Nie polecam Był to najsłabszy organizacyjnie fishpicnik na jakim byłam.
Kupując wycieczkę wiadomo było, że nie podają %. Miał być obiad i napoje. OK - i tak zawsze dają na statku najgorsze wino a rakiji nie lubię.
Najpierw Rovinj piękne wiadomo, ale to nie zasługa organizatora wycieczki, czas wolny 2,5 h - pozwolił pobłąkać się w miasteczku. Po powrocie na pokład zaczęto serwować obiad i statek ruszył do Limskiego zanim wszyscy dostali swoje porcje. Dobrze, że ja już zdążyłam zjeść akurat jak wpływaliśmy w kanał - bo inaczej bym go wogle nie widziała. Dużo osób jeszcze dłubało w rybie, zanim się zorientowali, że już wracamy z Limskiego. Podpłynęliśmy jedynie pod jaskinię/grotę - bez możliwości wyjścia na ląd, ot po prostu w tym miejscu nastąpiła nawrotka.
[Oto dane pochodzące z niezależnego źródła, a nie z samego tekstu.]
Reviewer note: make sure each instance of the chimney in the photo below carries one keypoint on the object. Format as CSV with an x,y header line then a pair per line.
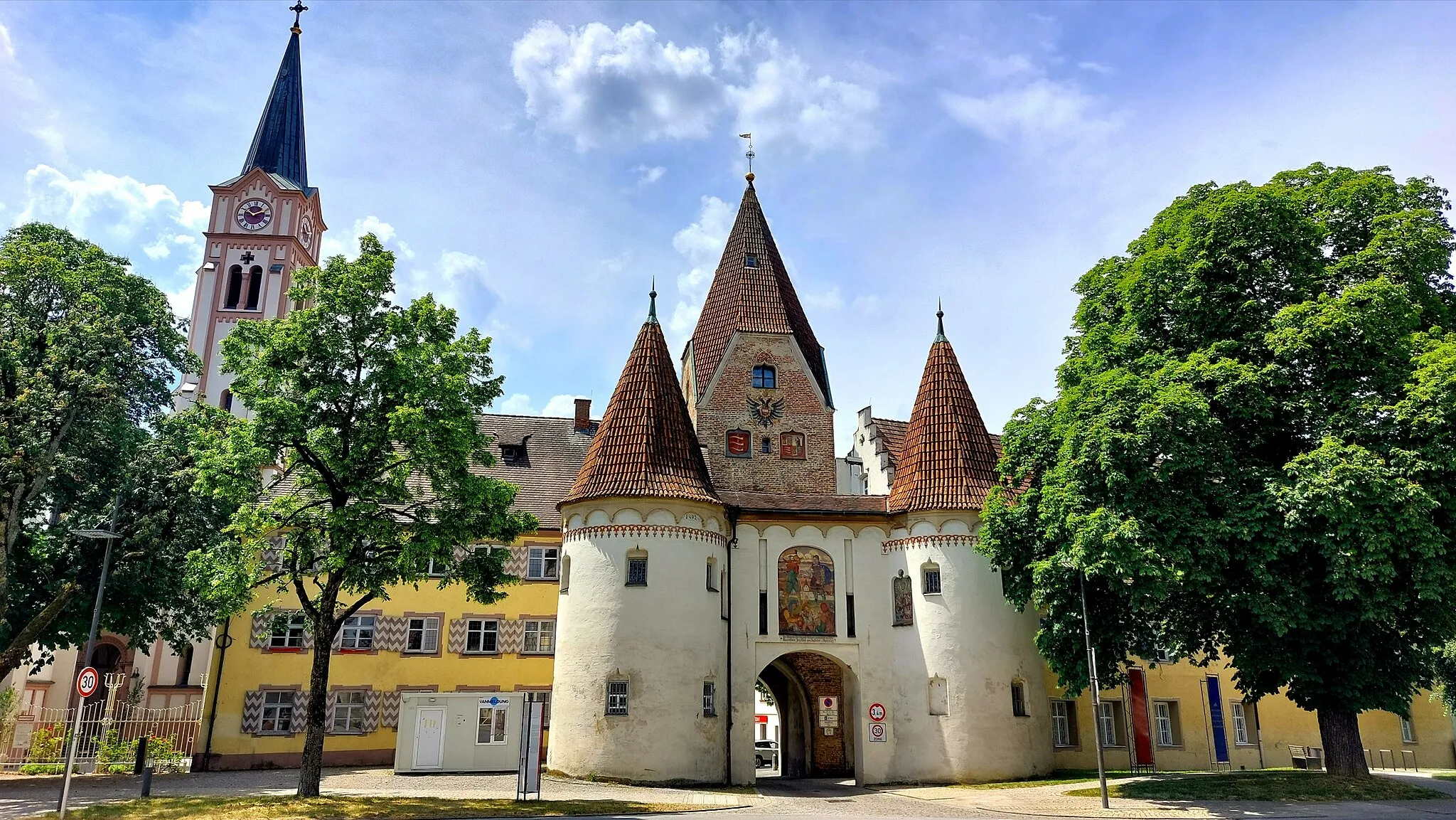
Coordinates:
x,y
583,415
Statek pruł jak szalony i już po chwili byliśmy na morzu w drodze na wyspę. Na wyspie czas wolny też z 2,5 h. Zwiedzać tam nie ma co, to maleńka wysepka z hotelem - połączona groblą z jeszcze mniejszą wysepką. Jest gdzie pospacerować, ładne widoki, ławeczki na skalnych klifach w cieniu z widokiem na morze i Rovinj, żwirkowa plaża ale i dużo ustronnych miejsc na skałach, duużo lawendy. Bardzo przyjemne miejsce. Połaziliśmy, poplażowaliśmy i wróciliśmy na pokład po czym nastąpił powrót do Puli.
Na dotychczasowych fishah podczas obiadu statek zawsze był na cumach, można było spokojnie zjeść i dalej podziwiać widoki niczego nie tracąc a tu . W dodatku wogle nie podawali nic do picia, nawet do obiadu. Obsługa odsyłała do baru po napoje, oczywiście za dodatkowe kuny. Nie było też przerw na skoki do wody.
Koszt po targu z naganiaczem na kempie 300 kun/os z transferem busikiem z Premantury i spowrotem. Bus wliczony w cenę, na nabrzeżu przed statkiem wycieczka kosztowała 310 kun.
alladyndelscorcho napisał(a):... Nad Kanałem Limskim również zatrzymamy się jeszcze raz nieco później, chyba w drodze do Motovunu. Jest tam taki mały parking z suwenirami (oliwa, rakija itp) i pięknymi widokami na kanał. Zastanawiałem się czy gdybym idąc od "Groty Piratów" wszedł na samą górę to nie doszedł bym właśnie na ten parking
Też odwiedziliśmy Kanał z lądu i na tych straganach wydawaliśmy ostatnie kuny na trufle i oliwę w ładnych butlach Od groty to kawał drogi jakieś 6 km na prawo.